RNA-Seq profiling of Cal27 Oral squamous carcinoma cells overexpressing Cornulin (CRNN), GFP control, and untreated group (UNT) to study differential gene expression. This project investigates the transcriptomic alterations induced by the overexpression of Cornulin (CRNN) in the Cal27 human oral squamous cell carcinoma cell line. The study design included three experimental groups: (1) Cornulin-overexpressing Cal27 cells, (2) GFP-expressing Cal27 cells as vector controls, and (3) untreated Cal27 cells.
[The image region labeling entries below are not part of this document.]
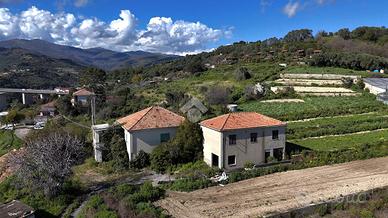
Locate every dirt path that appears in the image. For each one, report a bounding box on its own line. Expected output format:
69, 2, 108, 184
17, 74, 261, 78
156, 157, 388, 217
287, 112, 378, 123
292, 128, 388, 141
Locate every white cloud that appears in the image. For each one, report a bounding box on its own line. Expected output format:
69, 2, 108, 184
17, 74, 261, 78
74, 0, 89, 7
0, 6, 227, 54
283, 1, 300, 17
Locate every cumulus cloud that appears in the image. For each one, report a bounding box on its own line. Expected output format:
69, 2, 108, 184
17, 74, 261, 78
283, 1, 300, 17
283, 0, 335, 18
0, 7, 227, 54
74, 0, 88, 7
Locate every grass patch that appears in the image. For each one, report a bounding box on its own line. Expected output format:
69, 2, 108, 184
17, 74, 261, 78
291, 130, 388, 151
287, 113, 388, 139
79, 183, 167, 218
72, 158, 141, 188
0, 130, 23, 156
284, 66, 373, 77
240, 93, 387, 121
0, 177, 82, 217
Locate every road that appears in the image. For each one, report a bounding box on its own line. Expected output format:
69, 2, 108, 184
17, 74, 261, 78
156, 157, 388, 217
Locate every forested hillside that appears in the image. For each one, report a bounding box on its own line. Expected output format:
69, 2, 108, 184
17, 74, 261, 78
113, 27, 388, 81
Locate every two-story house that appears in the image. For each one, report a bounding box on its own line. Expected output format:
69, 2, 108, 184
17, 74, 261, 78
200, 112, 286, 170
71, 88, 95, 107
117, 106, 185, 160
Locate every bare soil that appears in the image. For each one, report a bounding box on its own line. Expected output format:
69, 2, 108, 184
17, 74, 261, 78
261, 98, 304, 103
0, 148, 23, 182
156, 157, 388, 217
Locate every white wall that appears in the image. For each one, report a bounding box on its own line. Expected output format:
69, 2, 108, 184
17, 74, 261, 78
365, 82, 386, 95
124, 127, 177, 160
201, 126, 224, 168
202, 126, 286, 170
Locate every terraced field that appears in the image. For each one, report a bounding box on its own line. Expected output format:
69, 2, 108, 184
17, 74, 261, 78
239, 94, 387, 121
287, 112, 388, 139
290, 127, 388, 151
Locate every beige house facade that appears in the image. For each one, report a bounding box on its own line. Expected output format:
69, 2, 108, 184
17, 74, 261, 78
117, 106, 185, 160
201, 112, 286, 170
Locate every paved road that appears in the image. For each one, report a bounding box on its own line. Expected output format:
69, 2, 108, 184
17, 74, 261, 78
156, 157, 388, 217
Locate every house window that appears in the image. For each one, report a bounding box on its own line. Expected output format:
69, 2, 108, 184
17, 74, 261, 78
229, 135, 237, 145
160, 133, 170, 143
272, 130, 279, 140
228, 155, 236, 166
251, 133, 257, 143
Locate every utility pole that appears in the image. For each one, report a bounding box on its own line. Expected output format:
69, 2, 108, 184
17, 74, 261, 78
90, 94, 96, 126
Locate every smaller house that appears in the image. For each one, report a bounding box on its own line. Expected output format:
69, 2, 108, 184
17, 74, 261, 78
71, 88, 95, 107
117, 106, 185, 160
363, 78, 388, 95
0, 200, 35, 218
376, 91, 388, 105
200, 112, 286, 170
39, 101, 57, 117
92, 124, 110, 162
0, 92, 9, 111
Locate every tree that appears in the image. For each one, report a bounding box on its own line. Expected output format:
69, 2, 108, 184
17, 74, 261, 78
151, 120, 203, 172
79, 68, 106, 89
129, 150, 151, 169
205, 86, 230, 105
102, 128, 129, 171
336, 28, 351, 40
284, 29, 314, 42
3, 109, 25, 145
17, 131, 84, 197
173, 119, 203, 162
235, 67, 252, 81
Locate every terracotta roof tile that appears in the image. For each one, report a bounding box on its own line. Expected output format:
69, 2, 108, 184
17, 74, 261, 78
201, 112, 286, 131
73, 89, 94, 96
117, 106, 185, 131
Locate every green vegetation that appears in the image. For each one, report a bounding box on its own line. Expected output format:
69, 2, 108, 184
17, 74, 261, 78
311, 189, 388, 218
287, 113, 388, 140
0, 130, 23, 156
151, 120, 203, 172
0, 177, 82, 217
240, 94, 385, 121
166, 141, 388, 191
291, 130, 388, 151
283, 65, 372, 77
79, 183, 167, 218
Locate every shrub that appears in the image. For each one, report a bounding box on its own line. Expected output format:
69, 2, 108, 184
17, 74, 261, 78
129, 150, 151, 169
360, 209, 375, 218
205, 86, 231, 105
169, 179, 213, 192
244, 161, 255, 169
317, 204, 330, 216
151, 120, 203, 172
234, 67, 252, 81
176, 160, 220, 178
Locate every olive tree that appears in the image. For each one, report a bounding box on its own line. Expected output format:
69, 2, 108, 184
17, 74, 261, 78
17, 131, 84, 197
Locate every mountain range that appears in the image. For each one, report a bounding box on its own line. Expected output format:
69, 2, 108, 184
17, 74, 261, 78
0, 39, 179, 88
0, 39, 179, 71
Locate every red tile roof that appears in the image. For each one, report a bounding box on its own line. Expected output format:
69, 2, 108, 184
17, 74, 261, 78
117, 106, 185, 131
73, 89, 94, 96
201, 112, 286, 132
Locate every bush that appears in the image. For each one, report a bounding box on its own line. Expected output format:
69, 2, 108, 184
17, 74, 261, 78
175, 160, 220, 178
80, 182, 165, 217
205, 86, 231, 105
151, 120, 203, 172
129, 150, 151, 169
360, 209, 375, 218
235, 67, 252, 81
101, 128, 129, 172
169, 179, 214, 192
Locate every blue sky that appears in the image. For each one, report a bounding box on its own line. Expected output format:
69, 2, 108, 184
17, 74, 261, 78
0, 0, 388, 53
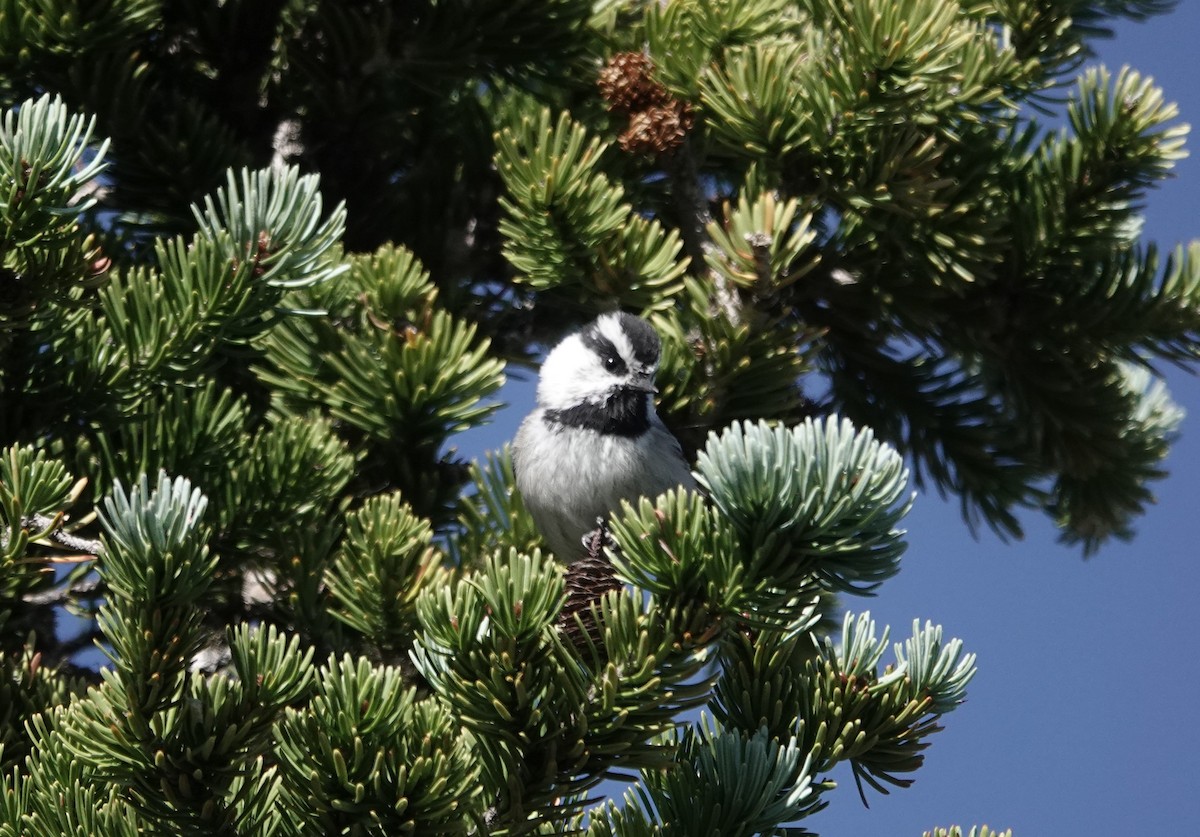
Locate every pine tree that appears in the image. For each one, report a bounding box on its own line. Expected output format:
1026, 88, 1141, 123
0, 0, 1200, 837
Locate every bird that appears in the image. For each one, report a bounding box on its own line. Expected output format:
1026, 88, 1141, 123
512, 312, 696, 562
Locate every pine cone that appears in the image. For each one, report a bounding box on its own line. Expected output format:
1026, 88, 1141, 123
618, 100, 695, 153
558, 526, 620, 650
596, 53, 671, 114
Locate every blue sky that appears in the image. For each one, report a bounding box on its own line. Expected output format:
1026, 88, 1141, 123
456, 0, 1200, 837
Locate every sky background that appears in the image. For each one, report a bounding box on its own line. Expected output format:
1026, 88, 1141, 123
456, 8, 1200, 837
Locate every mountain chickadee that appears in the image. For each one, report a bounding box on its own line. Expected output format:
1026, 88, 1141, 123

Total RNA was extracted using Trizol reagent, followed by RNA quality assessment via Bioanalyzer. Strand-specific mRNA libraries were prepared using the TruSeq Stranded mRNA kit, pooled at 6 nM, and sequenced using an Illumina NovaSeq 6000 S4 flow cell in a paired-end (2x100 bp) configuration. Raw FASTQ files were analyzed by aligning to the human genome (GRCh38), and gene-level quantification was performed. Differential expression analysis was conducted using the DESeq2 R package. DEG lists from each comparison group were subjected to pre-ranked gene set enrichment analysis (GSEA) to identify enriched pathways and gene ontologies. The dataset provides insights into Cornulin-mediated gene regulation. Overall design: Paired-end stranded RNA sequencing of Cornulin-overexpressing Cal27 cells vs. GFP vector control and untreated Cal27 cells. Two biological replicates per group.